The VICE Channels

    How Google Knows if You Were Sick Yesterday

    Written by

    Brian Merchant

    Senior Editor

    Boston is currently experiencing its worst outbreak since the H1N1 swine flu panic of 2009—the mayor has just declared a state of emergency there—and cities around the country are getting hit nearly as hard. Just take a look at Google's Flu Trends map and see for yourself:

    It's all bright red, as you can see: We are a nation come down with a cold. Just about every state is rated as "Intense" or "High" in terms of flu activity. But wait up. Google Flu Trends is based solely on data collected from search activity—which means that everybody who thinks they have the flu and log onto Google to get more information about remedies or their symptoms gets taken into account. So how does Google know who's sick and who's not? Is this really a good way to predict how many people are truly sick across the country?

    Actually, yeah. It is. Take a look at this chart, provided by Google, of their fluey search analysis compared to official U.S. Center for Disease Control stats.

    That's crazy accurate. As Google notes, "These graphs show historical query-based flu estimates for different countries and regions compared against official influenza surveillance data. As you can see, estimates based on Google search queries about flu are very closely matched to traditional flu activity indicators. Of course, past performance is no guarantee of future results."

    No, but it's going to be pretty close. Google's model has proved so scientifically sound a predictor for who's getting the flu and where that its results were published in the esteemed journal Nature. How does it work? The paper explains:

    Because the relative frequency of certain queries is highly correlated with the percentage of physician visits in which a patient presents with influenza-like symptoms, we can accurately estimate the current level of weekly influenza activity in each region of the United States, with a reporting lag of about one day. This approach may make it possible to use search queries to detect influenza epidemics in areas with a large population of web search users.

    In other words, Google took historical flu records and compared them to number of search queries in a given area. It then refined the ratio of searched-for flu to actual flu, and uses the model to predict how many people are currently ailing. Google's results are now so good, they can paint a rather accurate picture of how many people were sick as recently as the day before. If you search for 'flu symptoms' or 'vaccine Philadelphia' or whatever, Google will have that data processed by tomorrow—Google can do a pretty good job of determining the statistical probability of whether or not you were sick yesterday.

    The CDC's forecasts, by way of comparison, relying on data collected from hospitals and health clinics, lags a few weeks. Slate's Will Oremus explains: "Because they are based on after-the-fact reports from more than 3,000 health care providers around the country, the numbers can tell us only how many people were suffering from the flu a couple weeks ago."

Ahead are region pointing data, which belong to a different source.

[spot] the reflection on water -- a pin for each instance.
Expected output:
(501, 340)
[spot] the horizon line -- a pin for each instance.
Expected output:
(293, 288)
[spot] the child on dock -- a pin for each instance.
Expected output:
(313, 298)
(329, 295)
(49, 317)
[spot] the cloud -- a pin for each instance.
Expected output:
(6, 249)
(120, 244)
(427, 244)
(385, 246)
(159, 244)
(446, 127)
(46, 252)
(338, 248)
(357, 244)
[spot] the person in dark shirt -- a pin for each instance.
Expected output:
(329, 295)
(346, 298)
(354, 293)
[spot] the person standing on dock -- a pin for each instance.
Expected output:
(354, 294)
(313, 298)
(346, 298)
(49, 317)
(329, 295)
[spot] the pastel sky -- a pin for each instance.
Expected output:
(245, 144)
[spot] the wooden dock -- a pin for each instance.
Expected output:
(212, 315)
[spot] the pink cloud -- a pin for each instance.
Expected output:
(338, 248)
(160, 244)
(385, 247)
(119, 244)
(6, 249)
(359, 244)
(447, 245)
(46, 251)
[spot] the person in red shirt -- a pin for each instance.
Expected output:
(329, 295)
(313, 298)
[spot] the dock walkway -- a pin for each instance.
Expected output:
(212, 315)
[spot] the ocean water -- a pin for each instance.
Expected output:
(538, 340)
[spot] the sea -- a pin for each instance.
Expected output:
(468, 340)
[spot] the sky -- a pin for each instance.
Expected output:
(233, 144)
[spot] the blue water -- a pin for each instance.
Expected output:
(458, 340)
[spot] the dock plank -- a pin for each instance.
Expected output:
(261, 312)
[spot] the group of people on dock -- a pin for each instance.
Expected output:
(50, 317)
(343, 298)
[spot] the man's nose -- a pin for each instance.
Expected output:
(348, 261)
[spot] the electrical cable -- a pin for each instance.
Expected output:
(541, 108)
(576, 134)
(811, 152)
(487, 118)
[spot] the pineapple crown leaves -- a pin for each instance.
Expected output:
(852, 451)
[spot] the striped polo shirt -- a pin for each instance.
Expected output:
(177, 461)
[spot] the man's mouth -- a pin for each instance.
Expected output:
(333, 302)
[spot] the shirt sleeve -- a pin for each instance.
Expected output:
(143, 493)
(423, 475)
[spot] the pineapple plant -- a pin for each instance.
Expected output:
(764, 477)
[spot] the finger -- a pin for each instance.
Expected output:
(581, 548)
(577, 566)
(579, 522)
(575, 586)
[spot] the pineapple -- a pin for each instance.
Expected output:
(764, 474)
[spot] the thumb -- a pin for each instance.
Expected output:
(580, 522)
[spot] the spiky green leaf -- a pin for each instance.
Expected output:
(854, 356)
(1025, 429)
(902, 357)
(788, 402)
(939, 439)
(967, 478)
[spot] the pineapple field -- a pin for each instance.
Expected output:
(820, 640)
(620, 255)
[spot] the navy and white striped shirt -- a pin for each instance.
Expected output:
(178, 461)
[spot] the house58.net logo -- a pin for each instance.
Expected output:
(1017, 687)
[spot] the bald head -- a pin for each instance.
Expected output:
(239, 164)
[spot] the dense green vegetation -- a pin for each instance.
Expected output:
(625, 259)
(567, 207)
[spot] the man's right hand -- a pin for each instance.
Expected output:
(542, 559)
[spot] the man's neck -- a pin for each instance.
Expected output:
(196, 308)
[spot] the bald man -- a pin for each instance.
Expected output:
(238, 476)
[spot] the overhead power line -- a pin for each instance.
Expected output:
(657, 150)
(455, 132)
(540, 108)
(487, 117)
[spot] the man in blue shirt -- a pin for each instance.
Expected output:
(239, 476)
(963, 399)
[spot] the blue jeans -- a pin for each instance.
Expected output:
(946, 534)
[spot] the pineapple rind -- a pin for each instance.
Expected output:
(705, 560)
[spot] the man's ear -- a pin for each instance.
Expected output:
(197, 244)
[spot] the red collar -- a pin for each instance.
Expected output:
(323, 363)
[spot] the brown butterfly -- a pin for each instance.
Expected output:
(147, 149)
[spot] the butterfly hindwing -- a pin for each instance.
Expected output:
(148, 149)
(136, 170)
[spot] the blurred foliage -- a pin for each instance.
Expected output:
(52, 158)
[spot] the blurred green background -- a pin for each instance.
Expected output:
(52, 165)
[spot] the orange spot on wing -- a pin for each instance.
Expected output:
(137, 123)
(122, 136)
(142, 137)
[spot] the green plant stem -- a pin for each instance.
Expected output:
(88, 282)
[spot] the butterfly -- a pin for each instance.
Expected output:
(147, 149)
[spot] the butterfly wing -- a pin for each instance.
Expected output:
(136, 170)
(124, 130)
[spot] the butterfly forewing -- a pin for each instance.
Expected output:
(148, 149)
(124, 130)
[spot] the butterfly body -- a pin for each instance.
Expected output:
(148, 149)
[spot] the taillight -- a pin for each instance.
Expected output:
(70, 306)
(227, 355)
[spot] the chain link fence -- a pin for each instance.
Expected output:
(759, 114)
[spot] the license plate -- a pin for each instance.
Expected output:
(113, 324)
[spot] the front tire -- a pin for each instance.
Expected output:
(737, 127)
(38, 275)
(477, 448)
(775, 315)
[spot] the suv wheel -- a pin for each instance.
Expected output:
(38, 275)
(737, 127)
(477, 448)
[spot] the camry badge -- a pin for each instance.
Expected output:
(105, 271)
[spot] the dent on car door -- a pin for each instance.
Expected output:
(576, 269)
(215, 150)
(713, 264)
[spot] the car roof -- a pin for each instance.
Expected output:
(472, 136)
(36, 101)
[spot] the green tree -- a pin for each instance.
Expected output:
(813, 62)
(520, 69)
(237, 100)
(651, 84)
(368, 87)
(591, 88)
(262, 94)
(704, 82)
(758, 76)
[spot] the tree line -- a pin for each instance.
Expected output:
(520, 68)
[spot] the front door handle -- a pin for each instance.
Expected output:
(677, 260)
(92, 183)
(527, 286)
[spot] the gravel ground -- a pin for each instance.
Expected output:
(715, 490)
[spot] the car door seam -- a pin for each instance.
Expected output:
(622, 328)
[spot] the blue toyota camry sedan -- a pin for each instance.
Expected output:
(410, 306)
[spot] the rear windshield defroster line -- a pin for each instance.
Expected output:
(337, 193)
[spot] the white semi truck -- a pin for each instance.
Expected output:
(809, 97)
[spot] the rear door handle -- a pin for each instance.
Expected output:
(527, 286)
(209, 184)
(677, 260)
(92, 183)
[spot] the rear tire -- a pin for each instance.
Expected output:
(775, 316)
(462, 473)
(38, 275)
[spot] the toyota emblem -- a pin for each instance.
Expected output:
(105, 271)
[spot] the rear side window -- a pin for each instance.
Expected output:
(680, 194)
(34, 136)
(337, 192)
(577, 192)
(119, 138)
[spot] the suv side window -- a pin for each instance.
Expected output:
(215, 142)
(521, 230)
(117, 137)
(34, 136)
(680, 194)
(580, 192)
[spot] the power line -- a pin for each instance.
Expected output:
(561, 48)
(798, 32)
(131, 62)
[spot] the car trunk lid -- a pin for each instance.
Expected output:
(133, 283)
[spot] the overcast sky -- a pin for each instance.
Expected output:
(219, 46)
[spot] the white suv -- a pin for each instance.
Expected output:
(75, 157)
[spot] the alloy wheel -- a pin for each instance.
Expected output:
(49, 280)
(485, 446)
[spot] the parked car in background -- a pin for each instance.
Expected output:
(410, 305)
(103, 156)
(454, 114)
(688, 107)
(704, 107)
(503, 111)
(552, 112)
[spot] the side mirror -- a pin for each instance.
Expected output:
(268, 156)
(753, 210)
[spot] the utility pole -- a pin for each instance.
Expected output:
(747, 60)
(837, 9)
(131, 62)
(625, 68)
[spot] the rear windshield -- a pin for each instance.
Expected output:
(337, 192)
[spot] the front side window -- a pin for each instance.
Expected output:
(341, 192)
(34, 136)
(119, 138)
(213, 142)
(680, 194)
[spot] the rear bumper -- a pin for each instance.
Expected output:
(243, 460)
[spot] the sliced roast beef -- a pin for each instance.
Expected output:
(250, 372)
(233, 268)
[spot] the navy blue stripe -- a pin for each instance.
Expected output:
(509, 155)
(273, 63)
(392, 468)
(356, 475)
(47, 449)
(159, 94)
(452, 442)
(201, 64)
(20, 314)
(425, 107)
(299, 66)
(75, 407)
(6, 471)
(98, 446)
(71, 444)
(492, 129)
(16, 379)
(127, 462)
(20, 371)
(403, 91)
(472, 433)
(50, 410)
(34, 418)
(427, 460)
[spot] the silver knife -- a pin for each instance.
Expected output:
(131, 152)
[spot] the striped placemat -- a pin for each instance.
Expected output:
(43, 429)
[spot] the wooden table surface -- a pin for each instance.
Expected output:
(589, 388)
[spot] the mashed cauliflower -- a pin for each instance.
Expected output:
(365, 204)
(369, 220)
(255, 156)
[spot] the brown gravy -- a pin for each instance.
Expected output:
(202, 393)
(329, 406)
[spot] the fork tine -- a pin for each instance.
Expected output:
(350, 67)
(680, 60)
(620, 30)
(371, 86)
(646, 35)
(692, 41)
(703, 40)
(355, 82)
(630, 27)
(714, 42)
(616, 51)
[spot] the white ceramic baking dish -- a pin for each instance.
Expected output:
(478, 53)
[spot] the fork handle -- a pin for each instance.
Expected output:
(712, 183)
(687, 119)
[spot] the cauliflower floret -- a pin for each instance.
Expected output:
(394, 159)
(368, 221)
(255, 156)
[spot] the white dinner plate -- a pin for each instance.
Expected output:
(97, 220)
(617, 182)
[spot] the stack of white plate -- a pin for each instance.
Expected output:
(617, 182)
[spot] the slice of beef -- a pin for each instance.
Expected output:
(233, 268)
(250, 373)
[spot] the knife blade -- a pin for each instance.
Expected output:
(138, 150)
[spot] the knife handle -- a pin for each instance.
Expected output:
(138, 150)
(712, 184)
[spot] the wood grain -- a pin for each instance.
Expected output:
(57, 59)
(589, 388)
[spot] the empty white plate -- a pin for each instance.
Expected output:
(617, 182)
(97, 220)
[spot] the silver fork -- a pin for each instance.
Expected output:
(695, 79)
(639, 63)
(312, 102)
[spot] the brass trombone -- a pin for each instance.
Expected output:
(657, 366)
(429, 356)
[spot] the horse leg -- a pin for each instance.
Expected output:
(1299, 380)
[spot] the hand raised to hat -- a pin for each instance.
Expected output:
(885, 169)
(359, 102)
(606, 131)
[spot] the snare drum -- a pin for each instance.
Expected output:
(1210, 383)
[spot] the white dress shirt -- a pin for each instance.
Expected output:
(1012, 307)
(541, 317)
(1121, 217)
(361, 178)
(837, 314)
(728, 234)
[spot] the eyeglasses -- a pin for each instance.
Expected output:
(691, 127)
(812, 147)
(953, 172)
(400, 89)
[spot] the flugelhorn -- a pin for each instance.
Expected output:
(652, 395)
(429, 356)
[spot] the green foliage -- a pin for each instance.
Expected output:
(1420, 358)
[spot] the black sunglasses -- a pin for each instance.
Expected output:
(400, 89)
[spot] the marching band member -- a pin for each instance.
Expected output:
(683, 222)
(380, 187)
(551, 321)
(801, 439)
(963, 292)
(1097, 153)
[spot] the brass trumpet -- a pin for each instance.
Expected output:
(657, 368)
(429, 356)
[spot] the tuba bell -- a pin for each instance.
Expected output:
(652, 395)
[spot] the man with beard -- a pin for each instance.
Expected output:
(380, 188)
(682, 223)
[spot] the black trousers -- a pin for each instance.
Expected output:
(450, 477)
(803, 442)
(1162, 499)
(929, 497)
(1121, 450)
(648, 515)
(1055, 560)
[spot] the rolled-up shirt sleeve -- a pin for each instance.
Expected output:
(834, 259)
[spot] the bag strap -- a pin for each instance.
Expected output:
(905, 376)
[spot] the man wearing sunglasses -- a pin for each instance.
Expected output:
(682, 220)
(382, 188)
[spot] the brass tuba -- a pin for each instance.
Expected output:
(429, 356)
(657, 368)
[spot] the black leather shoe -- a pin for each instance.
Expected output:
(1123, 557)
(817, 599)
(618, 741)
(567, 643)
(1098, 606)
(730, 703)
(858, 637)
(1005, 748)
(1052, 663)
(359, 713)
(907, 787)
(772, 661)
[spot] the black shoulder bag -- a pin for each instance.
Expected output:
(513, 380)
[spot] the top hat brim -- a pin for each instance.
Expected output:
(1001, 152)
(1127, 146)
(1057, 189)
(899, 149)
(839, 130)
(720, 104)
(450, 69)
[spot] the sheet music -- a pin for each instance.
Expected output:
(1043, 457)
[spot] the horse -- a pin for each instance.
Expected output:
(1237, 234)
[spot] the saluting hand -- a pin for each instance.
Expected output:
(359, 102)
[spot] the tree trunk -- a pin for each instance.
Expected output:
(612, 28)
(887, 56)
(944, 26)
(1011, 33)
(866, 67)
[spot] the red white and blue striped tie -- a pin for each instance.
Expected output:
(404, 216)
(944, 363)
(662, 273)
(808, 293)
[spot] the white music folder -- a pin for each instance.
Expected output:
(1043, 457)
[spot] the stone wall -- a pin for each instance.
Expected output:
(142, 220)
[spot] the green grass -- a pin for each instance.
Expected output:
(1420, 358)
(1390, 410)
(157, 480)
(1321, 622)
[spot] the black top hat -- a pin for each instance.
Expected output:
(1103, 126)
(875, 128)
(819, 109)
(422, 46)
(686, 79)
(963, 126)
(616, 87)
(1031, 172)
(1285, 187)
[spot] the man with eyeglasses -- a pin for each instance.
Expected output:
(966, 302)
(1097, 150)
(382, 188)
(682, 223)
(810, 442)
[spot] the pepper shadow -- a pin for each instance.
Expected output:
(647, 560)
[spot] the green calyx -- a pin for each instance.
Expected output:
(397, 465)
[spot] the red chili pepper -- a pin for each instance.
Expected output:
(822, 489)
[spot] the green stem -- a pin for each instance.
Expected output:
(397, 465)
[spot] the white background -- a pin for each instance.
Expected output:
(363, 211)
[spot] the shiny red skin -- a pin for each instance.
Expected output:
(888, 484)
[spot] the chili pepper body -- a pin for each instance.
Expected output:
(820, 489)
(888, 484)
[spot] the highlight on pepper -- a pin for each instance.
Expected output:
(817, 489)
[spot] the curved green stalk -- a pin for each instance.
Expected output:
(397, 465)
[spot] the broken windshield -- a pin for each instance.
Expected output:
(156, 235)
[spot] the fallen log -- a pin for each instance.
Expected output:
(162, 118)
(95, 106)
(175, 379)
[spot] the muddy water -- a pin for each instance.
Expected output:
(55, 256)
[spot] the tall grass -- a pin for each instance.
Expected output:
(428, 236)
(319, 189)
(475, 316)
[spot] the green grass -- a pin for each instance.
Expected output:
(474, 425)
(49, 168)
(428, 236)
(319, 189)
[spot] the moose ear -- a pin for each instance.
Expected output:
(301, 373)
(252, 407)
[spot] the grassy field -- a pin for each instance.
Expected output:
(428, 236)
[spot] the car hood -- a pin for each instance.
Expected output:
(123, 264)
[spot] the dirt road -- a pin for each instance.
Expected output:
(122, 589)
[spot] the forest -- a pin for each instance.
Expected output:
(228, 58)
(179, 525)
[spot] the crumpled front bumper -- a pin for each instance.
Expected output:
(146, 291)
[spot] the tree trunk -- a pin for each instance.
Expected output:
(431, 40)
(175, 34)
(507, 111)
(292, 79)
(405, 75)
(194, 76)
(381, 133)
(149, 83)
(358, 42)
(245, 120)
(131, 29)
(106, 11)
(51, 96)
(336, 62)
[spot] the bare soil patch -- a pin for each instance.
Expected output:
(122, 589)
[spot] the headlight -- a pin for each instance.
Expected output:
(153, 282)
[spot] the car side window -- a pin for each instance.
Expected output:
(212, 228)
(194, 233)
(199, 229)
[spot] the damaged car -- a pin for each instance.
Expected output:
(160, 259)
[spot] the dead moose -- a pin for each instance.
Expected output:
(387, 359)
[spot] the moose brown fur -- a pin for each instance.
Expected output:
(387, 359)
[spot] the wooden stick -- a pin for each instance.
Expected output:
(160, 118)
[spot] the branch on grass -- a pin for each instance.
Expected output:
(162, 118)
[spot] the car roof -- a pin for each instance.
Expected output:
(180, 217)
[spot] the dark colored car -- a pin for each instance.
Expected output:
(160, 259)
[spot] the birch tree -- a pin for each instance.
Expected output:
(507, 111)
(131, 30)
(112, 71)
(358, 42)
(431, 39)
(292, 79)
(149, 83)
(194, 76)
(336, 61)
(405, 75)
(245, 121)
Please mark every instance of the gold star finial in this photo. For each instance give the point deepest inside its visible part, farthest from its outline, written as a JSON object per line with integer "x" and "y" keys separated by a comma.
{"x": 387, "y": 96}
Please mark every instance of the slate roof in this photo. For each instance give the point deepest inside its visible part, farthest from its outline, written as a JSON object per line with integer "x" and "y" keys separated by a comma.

    That's obviously a lot less useful. Yet Oremus notes that few reporters and officials are ready to take Google's analysis as seriously as the CDC's findings, so the Flu Map isn't as carefully watched as it should be. But that might change, if its most recent predictions—which show skyrocketing flu rates that analysts say could lead to the worst flu nationwide flu pandemic in 10 years—come to fruition.

    Taking Google's results more seriously could expedite the vaccination process and allow health care workers to better prepare their clinics.

    Now that is a worthy public service, Google. Sure beats giving out free wifi to rich New Yorkers, anyway.